27/11/18

Alcanzar la gloria y su inherente desdicha.


"Has logrado la gloria...¿y qué?"
¿Qué sigue?
¿Esperar aplausos eternos por esa conquista?.
¿Esperar reconocimientos de inmortalidad por ese logro?
Ya has logrado la gloria (con minúscula). ¿Qué sigue?


¿Solo acariciar tus logros?¿Sentirte un superhombre o supermujer?
Gracias a ese logro te debes poner nuevas metas y nuevos limites.
Gracias a ese logro debes aquilatar tus talentos para bien.
Gracias a ese logro debes aprender a vivir de manera sencilla.

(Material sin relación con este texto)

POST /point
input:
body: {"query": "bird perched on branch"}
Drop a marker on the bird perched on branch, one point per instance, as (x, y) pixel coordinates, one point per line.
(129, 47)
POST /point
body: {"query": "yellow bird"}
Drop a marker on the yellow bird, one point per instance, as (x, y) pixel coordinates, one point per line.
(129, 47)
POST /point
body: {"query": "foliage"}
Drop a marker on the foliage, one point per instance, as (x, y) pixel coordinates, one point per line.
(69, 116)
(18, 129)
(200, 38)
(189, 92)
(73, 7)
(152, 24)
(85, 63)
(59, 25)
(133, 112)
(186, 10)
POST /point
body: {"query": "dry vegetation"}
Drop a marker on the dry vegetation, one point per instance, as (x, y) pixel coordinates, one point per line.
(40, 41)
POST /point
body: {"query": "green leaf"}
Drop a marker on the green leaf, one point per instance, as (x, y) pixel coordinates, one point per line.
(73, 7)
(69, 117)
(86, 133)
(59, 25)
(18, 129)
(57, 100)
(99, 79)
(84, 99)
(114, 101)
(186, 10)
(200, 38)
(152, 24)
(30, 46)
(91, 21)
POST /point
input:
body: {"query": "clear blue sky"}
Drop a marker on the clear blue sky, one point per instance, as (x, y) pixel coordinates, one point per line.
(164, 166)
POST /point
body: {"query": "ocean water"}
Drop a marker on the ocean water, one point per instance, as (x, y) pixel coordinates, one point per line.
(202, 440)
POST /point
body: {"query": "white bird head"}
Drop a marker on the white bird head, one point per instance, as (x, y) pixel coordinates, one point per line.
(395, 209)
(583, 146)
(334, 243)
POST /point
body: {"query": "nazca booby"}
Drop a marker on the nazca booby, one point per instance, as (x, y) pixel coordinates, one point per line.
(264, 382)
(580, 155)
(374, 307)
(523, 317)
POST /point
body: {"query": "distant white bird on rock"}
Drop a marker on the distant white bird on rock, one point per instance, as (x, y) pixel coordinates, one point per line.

Que no te invada la vanidad, ni la soberbia que son los únicos entes que aparecen ante la gloria.
También te acompañan en la gloria alcanzada: la envidia, la discordia, la vanidad, la soberbia, los desvaríos, la soledad y posiblemente la oscuridad.

Te recuerdo que aquella persona que ayuda al ciego a cruzar una calle también ha alcanzado la gloria. Por supuesto, el ciego la alcanzó. Aquellas personas que saben tratar a las mujeres, a los niños y a los demás también han alcanzado la gloria.

Ellas no necesitan ni aplausos, ni reconocimientos, ni fotos, ni aplausos; ni expresarlo en los periodicos, ni en las redes sociales, porque la gloria se alcanza en el interior de tu razón y de tu intimidad.

Hasta pronto.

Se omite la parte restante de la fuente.